Yes you are right Terminus, maybe I am a little obsessed by the visual side of the novel. The ocean is an important character of the story (the central figure in fact) and I do not think that we can remove him without distorting it considerably. It is what have made Soderbegh and I regret it, his movie does not much have to see any more with the novel, he made too many changes.
I think the important is not so that the ocean is present physically on the stage (he is too big for that) but that its presence is perceptible, through what make the human characters, of what they say themselves. It would not be necessary to use elements with a strong visual sense but only to suggest some things. In the novel, we witness some phenomena which arise near the station but the majority of the informations concerning the ocean are passed on to us by the documents which reads kelvin, the extracts of encyclopediae, reports and other articles.

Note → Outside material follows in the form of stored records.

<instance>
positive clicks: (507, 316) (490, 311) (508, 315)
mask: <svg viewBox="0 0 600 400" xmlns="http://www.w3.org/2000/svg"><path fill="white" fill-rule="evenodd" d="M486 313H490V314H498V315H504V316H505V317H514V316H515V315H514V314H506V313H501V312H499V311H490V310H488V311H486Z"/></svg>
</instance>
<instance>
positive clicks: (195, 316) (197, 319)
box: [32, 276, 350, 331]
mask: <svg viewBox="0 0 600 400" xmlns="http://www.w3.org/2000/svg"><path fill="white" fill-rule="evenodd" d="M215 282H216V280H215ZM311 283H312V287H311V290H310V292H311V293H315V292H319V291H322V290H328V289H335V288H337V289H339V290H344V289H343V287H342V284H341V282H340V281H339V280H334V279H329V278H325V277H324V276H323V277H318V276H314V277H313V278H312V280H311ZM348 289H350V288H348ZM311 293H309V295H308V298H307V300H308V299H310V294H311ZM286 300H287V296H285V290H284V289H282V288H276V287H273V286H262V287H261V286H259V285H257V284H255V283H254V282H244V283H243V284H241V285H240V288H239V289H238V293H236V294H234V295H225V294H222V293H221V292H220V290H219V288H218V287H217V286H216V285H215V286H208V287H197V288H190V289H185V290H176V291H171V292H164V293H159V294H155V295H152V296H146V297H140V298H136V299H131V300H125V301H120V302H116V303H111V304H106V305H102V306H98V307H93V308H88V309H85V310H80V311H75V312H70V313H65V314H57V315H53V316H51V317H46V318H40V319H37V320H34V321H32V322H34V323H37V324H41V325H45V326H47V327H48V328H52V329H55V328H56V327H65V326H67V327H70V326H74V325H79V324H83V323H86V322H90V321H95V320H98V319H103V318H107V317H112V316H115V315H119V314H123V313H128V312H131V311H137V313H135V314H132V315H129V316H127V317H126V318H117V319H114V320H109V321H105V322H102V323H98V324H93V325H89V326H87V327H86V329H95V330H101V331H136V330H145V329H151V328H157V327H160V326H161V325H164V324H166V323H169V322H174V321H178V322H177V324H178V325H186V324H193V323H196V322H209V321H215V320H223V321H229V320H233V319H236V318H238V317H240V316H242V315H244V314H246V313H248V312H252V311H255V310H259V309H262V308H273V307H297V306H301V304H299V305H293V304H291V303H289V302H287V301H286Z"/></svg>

There are many flashbacks in the novel, these are very important to understand the relation (long and complex) between the human beings and the ocean of Solaris. It would be good to keep them in the play. I imagine a scene with solaristes in full debate about the ocean. There is a passage which would be very well to be included in the play : it is the one during which Kelvin accompany children in a museum dedicated to the ocean of Solaris, arrived in a room where are exposed photos, models and videos of symetriades, a girl asks to him what is the purpose of all this, he does not know what to answer. Here is a good means to hint in the ocean and to the enigma which it represents, without having to use considerable visual means. In Tarkovski's movie, the testimony of Berton is very well made, even without any visual elements one understands perfectly the strangeness of the phenomena with which the pilot was confronted.
Naturally, we could - for certains scenes- use projections directly on the stage, on screens situated behind the windows of the station and showing the surface of the planet. When I spoke about Solaris the musical, it was only a joke but the means used in musicals are very ingenious and very effective. I saw The Phantom of the Opera some years ago and certains scenes are really impressives.
In all the manners, a play adapted from Solaris would definitively be not a ordinary play.